By Carla Ching
Directed by Ed Sylvanus Iskandar
Reviewed by David Roberts
Theatre Reviews Limited
With a nod (intentional/unintentional) to the genre of disillusioned youth represented by Kenneth Lonergan’s 1996 “This Is Our Youth,” Carla Ching’s “Nomad Motel” currently running at Atlantic Theater Company Stage 2 dives headlong into the lives of a triangle of vagabond California youth yearning to belatedly separate and individuate from adults who have been less than successful in providing safe and secure environments and unconditional-nonjudgmental love.
Alix (a languid and defeated Molly Griggs) and her mother Fiona (an equivocating and frenzied Samantha Mathis) are kicked out from pay-by-the-day motels for not meeting payment. Mason (a charming and sensitive Christopher Larkin) is an undocumented Asian teenager living in fear of being deported and equally fearful of his domineering father James (a strident and cagey Andrew Pang) who lives and works in China or Japan or wherever his special brand of “making collections” might take him. And Alix’s ex-boyfriend Oscar (a spirited and flawed Ian Duff) is homeless, having recently lived in a group home, and most recently kicked out of his new girlfriend Lila’s place. Three lost children and two ineffective adults at odds with visions of the future.
The two teenagers meet obstacle after obstacle in their efforts to move forward with their lives, and many of those obstacles are of their own making. Alix’s skipping weeks of school results in grades that do not allow her to matriculate at Pratt in New York City. Instead, she plans to follow Oscar there – plans that “go astray.” Mason (and Oscar) face the ravages of racism, and Mason battles unsuccessfully with his overbearing (and abusive) father James and sees no future in accepting financial support and housing as the expense of his physical and emotional health (Mason suffers from severe anxiety attacks).

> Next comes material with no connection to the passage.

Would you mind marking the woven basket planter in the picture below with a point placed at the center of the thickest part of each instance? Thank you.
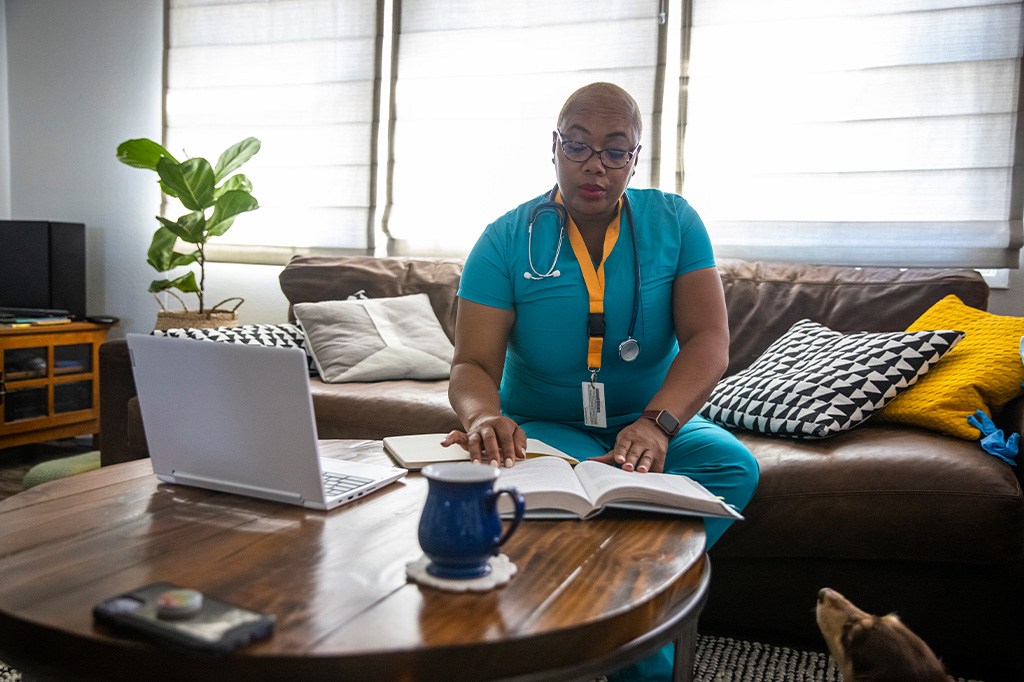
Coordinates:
(218, 315)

Throughout the play, Mason nurtures a baby bird he finds and brings into the house his father provides for him “to save it.” Mason cradles the bird and changes the dressing on her wing – he’s convinced the bird is female. The bird is an obvious trope for the brokenness shared by Mason and Alix and their need to be set free from their current impairments and entrapments. After discovering their love for one another, and after cradling one another and mending each other’s brokenness, it is time to run. Although this provides a modicum of catharsis, playwright Carla Ching takes too long to reach that resolution.
Under Ed Sylvanus Iskandar’s lackluster direction, the cast – with obvious commitment to the script – cannot overcome competing with one cliché after another and Carla Ching’s less than fully developed characters. Additionally, both playwright and director make some odd choices. For example, in an early conversation between Mason and his father, James undresses and, instead of putting on a bathrobe as the script suggests, sits in his underwear throughout the call. Also, instead of allowing Fiona’s and James’s faults to reveal themselves over time, both characters are treated heavy-handedly.
There is nothing new in “Nomad Motel” and the important themes the play shrouds are ineffectively and weakly developed. The young actors give the play their very best and cannot be held accountable for “Nomad Motel’s” wandering off course.